Vegetables with issues
Wednesday, October 13, 2010
Once you get past the parmigianas, ratatouilles and moussakas of this world, cooking with eggplant becomes an uncertain enterprise. A rich, deeply purple specimen that is lustrous and firm can cause a yawn or a struggle, depending on your particular taste buds. One long, thin Asian variety can have twice the seeds of another that is the same size and weight. Some grill masters always salt the flesh. Some never do.
Inconsistent results stump the casual, non-committed eggplant consumer. The flesh itself tastes neutral at best. A sponge. When eggplant lovers defend them, they'll say, "I just do X and Y and Z," at length, with a follow-up about olive oil. But why work so hard?
American cooks have dealt with the large, elongated globe varieties from the start. They are lovely to behold. They hold up well at the market and can hang around in a fridge for a week or two without signs of decay such as wrinkling and softening. Problem is, the big ones have the highest hit-or-miss tally in the galley.
The eggplant nation is just getting acquainted with the charms of Japanese, Chinese, Thai and Indian varieties: slim or small profile, mild flavor, thin skin, easier prep. It has taken us a decade or so, according to Robert Schueller, spokesman for Melissa's World Variety Produce in Los Angeles.
"Think of the globe eggplant as an orange carrot," he says. "There are all these other varieties, of many colors and sizes. People just don't see them much or know they're out there." But we are learning: Farmers market vendors in the Washington area sell slender violets and neon-purple round Italian ones, even small Black Beauties. Schueller says the double-digit growth in mainstream-market eggplant sales these days is in the newer ethnic kinds.
First things first: The eggplant is a fruit, marketed like a vegetable. Its dual identity, like that of its nightshade cousin the tomato, has not kept cooks from appreciating its versatility. But it does help create confusion.
The fruit's seeds are thought to be the epicenter of bitterness, the main drawback for those who are not fans. The seeds are vessels, to some degree. One source of bitterness is certain: phenolic compounds, specifically from chloragenic, or caffeic, acid. Coffee drinkers are accustomed to that level of astringency because the same acid is predominant in coffee beans.
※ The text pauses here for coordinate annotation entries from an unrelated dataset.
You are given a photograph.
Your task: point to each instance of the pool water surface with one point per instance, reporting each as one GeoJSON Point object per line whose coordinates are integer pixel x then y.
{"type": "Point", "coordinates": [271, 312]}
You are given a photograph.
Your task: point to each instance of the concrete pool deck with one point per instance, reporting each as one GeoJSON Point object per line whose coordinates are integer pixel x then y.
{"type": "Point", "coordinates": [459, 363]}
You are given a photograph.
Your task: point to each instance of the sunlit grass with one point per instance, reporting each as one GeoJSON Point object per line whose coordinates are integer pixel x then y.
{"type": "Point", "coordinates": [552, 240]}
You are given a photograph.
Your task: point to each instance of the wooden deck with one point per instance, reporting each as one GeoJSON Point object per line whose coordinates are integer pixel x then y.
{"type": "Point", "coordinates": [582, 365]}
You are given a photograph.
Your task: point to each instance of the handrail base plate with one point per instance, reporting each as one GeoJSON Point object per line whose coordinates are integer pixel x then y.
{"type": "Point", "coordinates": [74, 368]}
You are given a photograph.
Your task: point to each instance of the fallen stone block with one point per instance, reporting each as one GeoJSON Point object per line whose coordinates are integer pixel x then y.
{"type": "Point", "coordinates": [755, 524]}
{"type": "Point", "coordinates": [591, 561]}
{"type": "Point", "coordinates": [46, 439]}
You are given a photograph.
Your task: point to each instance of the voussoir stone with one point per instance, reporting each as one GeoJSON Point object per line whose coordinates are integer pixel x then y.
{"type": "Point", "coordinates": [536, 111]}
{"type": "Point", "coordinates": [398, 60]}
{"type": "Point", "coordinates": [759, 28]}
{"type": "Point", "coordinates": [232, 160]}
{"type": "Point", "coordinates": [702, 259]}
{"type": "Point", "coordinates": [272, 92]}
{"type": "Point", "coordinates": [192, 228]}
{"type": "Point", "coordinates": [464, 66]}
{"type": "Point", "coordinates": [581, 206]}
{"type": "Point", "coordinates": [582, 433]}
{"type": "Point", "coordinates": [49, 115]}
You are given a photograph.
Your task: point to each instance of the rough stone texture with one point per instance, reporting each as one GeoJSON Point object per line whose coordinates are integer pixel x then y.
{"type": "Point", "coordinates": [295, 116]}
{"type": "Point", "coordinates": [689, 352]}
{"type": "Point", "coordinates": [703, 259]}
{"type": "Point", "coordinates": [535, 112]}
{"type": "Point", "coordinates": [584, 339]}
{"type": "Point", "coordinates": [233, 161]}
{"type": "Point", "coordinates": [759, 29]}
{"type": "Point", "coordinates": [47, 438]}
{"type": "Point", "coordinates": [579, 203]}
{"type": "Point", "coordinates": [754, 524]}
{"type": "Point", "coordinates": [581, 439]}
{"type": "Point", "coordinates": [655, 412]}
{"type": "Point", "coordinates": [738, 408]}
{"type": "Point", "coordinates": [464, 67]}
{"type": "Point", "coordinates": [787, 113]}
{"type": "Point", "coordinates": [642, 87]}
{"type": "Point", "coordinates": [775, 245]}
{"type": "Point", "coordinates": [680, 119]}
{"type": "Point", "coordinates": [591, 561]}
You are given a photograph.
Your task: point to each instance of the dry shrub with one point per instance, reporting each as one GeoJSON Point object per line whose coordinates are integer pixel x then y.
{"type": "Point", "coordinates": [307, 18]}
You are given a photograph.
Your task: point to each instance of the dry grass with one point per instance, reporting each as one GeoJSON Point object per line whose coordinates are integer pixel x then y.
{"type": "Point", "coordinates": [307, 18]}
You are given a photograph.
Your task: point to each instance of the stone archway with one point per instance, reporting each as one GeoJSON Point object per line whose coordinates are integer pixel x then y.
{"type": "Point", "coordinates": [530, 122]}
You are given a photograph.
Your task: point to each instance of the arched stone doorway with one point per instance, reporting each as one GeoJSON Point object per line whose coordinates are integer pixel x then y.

As it happens, phenolic compounds are good antioxidants, a magic designation in nutrition circles. Eggplant = Super food! Scientists have found the antioxidants in eggplant fruit and seeds. They also found that there were great differences among varieties and that the eggplants with the most antioxidant values were also the ones with the highest concentrations of bitter compounds.
"Our survey was based on the potential health benefits," says Bruce Whitaker, a horticulturist with the USDA's Agricultural Research Service Produce Quality and Safety Laboratory in Beltsville, referring to an eggplant study he and John R. Stommel ran from 1998 to 2003. Whitaker is now researching compounds of wild eggplant varieties to determine whether they could be introduced into commercial types. The compounds might have other pharmacological advantages, such as the ability to lower blood pressure, in addition to boosting our bodies' defense mechanisms.
But the scientists couldn't tackle the bitterness problem. "We needed a trained tasting panel," Whitaker says. Stommel remembers they were a bit stymied by how that would be handled: "We can serve raw fresh peppers. But raw eggplant. Who would eat that?"
Whitaker says he doesn't think removing the seeds from an eggplant would eliminate much of the bitterness, because he found offending-yet-healthful compounds throughout the fruit and especially in the alkaloid skin of dark-purple globes. Nor is salting, a technique firmly rooted in cooking lore to draw moisture out of eggplant's cell walls, the answer.
"Frankly, I don't see that it's going to get a substantial amount of the bitterness out," he says.